Şu anda çıkış yolu olarak sokağı görmektedirler, bu yüzden de tabanlarını direnişe davet edip kaos ortamı oluşturmayı hedeflemektedirler. Sokağa sadece CHP çıkmayacak, irili ufaklı onlarca örgüt de oluşturulmak istenen puslu havadan nemalanmak için sokağa çıkacaktır. OHAL'de olunması, amaçlarına ulaşmayı zorlaştıracaktır; ancak terör eylemleri dahil başka planları devreye koymaktan çekinmeyecek kadar pervasız oldukları da hesaba katılması gerekmektedir.

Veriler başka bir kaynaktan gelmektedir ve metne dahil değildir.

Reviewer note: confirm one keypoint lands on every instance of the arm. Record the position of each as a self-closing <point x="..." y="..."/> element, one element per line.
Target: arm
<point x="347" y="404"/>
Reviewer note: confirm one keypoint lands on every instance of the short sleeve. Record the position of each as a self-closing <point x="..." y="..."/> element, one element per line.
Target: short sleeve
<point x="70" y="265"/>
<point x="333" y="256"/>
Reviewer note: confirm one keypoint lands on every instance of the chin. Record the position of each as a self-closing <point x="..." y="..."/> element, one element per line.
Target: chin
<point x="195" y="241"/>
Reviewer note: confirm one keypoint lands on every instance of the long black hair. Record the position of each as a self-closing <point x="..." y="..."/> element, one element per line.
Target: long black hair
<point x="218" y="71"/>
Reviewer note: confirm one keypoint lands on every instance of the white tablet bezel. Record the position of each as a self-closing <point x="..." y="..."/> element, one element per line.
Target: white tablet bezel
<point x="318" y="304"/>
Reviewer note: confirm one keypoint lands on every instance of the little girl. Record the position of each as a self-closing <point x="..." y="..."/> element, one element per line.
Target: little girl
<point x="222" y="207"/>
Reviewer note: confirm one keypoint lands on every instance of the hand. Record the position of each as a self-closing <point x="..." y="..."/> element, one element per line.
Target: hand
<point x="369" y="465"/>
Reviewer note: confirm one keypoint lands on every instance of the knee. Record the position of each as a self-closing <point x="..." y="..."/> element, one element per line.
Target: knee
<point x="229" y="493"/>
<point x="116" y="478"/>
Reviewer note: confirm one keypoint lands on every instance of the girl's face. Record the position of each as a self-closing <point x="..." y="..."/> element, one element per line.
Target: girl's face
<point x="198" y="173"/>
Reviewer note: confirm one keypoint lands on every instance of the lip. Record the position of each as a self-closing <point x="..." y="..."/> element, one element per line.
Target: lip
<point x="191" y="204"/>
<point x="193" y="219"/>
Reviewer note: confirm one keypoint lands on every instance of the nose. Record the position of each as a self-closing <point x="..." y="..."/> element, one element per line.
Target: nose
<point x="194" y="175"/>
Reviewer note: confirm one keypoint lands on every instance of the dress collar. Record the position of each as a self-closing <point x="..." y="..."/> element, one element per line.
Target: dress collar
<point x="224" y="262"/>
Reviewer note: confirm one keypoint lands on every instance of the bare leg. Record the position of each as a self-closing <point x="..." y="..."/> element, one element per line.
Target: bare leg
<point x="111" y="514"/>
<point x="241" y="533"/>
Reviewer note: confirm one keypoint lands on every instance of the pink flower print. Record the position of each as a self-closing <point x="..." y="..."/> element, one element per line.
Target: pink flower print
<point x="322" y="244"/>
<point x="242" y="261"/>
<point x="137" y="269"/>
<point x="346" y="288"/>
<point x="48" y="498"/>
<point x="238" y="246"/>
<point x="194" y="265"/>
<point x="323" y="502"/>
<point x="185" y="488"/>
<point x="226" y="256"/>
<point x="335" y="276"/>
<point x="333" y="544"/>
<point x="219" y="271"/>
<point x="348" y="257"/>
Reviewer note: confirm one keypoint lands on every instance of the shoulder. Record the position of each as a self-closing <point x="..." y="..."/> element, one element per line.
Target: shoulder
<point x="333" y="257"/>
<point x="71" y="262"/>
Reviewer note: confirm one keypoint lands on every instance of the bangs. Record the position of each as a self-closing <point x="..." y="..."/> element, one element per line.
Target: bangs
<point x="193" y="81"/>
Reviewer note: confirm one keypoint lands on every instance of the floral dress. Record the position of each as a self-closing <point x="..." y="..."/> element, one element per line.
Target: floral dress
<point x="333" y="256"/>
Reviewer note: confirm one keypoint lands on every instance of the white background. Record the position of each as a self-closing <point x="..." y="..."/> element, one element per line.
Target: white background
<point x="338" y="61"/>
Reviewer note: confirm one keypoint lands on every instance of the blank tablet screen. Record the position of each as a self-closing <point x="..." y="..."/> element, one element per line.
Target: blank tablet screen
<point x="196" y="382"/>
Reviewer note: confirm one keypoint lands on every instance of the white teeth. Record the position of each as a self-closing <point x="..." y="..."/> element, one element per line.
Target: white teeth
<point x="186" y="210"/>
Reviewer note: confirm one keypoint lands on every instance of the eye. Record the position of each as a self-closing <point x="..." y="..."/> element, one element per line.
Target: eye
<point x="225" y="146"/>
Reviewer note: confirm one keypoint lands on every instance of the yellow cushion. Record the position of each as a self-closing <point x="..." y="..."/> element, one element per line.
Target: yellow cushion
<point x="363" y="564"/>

Yeni sistemde söz haklarının diğer kesimlerle ve toplum içindeki herhangi bir vatandaşla eşit olmasından da rahatsız oldukları bilinmektedir. Yılardır halkın değerleriyle uyuşmayan, dayatmacı, jakoben sistemin icracılarıydılar. Sistemi çıkarları ve ideolojileri doğrultusunda işletmekte, iktidarda olmamalarına rağmen kendilerini ülkenin yegane sahibi görmekte ve millete tepeden bakmaktaydılar. Milletin egemenliğinin anayasal güvence altına alındığı yeni sistemin, kendileri açısından güç kaybına neden olacağını bildiklerinden dolayı seslerini çok fazla çıkarmaktadırlar.
Milleti merkeze almayan ve değerleriyle uyuşmayan vesayet sisteminin geriletileceği ve milletin egemenliğini esas alan yeni bir sistemin oluşturulacağı kaygılarını daha da artırmaktadır. İçte farklı parti ve kesimlerle Cumhurbaşkanı Erdoğan karşıtlığında aynı safta bulunmaları ve dışta ise Batı ülkelerinin sınırsız desteği, öz güven elde etmelerini sağlamakta ve murdar düşüncelerini uygulamaya sevk etmektedir. Ancak söz konusu tüm etkenlere rağmen amaçlarına ulaşamayacaklarını, milletten destek alamayacaklarını ve hesaplarının ters tepeceğini şimdiden söylemek çok zor olmasa gerek.